Domestic team information
- 2010/11–2019/20: Queensland (squad no. 15)
- 2015/16–2018/19: Brisbane Heat (squad no. 15)
- 2019/20–2020/21: Perth Scorchers (squad no. 15)
- 2020/21–present: South Australia (squad no. 15)
- 2021/22–present: Adelaide Strikers (squad no. 4)

Career statistics
| Competition | WLA | WT20 |
| Matches | 109 | 192 |
| Runs scored | 1,417 | 576 |
| Batting average | 23.22 | 9.60 |
| 100s/50s | 0/7 | 0/0 |
| Top score | 78 | 36 |
| Balls bowled | 4,596 | 2,973 |
| Wickets | 147 | 151 |
| Bowling average | 23.31 | 21.12 |
| 5 wickets in innings | 2 | 0 |
| 10 wickets in match | 0 | 0 |
| Best bowling | 5/12 | 4/2 |
| Catches/stumpings | 45/– | 57/– |
- Source: CricketArchive, 20 October 2024

= Jemma Barsby =

Australian cricketer

Jemma Louise Barsby (born 4 October 1995) is an Australian cricketer who plays for South Australia and Adelaide Strikers. She has previously played for Queensland, Brisbane Heat and Perth Scorchers.

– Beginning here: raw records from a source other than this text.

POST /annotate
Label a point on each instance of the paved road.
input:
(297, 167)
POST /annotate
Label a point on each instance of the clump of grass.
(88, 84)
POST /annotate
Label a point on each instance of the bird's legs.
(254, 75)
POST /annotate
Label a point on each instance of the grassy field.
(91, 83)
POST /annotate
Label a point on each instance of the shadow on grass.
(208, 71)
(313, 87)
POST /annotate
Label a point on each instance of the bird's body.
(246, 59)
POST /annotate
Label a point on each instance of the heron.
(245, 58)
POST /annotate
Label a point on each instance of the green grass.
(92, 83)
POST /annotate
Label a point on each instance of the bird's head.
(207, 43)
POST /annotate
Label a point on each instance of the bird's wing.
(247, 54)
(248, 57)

An all-rounder who can bowl with both hands, Barsby is the daughter of former Queensland Bulls opening batsman and coach Trevor Barsby. She developed her ambidextrous off spin bowling skills as a child in her backyard, with assistance from her brother and encouragement from her father, and also has a penchant for switch hitting while batting.

==Career==
In October 2010, Barsby made her debut for Queensland Fire, after touring with the Shooting Stars squad. She has been a member of the Brisbane Heat squad since its inaugural WBBL01 season (2015–16). As she was preparing for that inaugural season, she started experiencing shoulder pain and later numbness in her fingers; after testing, she was diagnosed with multiple sclerosis.

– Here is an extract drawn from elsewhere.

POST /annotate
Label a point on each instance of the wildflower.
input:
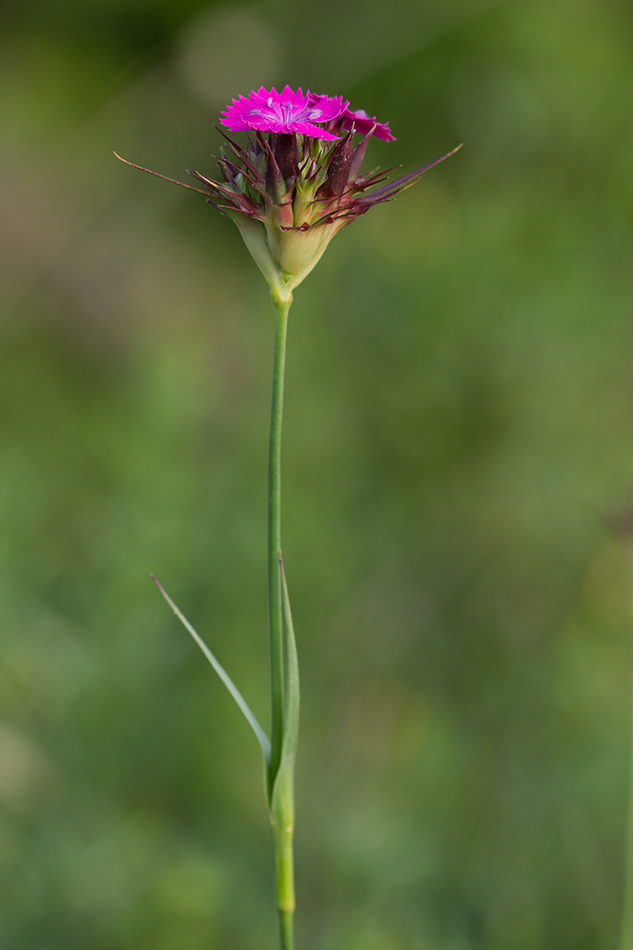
(298, 181)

Barsby and her Brisbane Heat teammates have since participated in charity events for MS Queensland. As of January 2017, her MS symptoms were still mild; she was on daily medication, and was also using an ice vest on really hot days.

In November 2018, she was named in Brisbane Heat's squad for the 2018–19 Women's Big Bash League season. In October 2019, she signed with Perth Scorchers and in six games, averaged 21.25 with the bat and 37.00 with the ball.

In June 2024, Barsby was added to the South Australia women's squad ahead of the 2020–21 Women's National Cricket League season. In September 2021, she was named in the Adelaide Strikers squad for 2021–22 Women's Big Bash League season.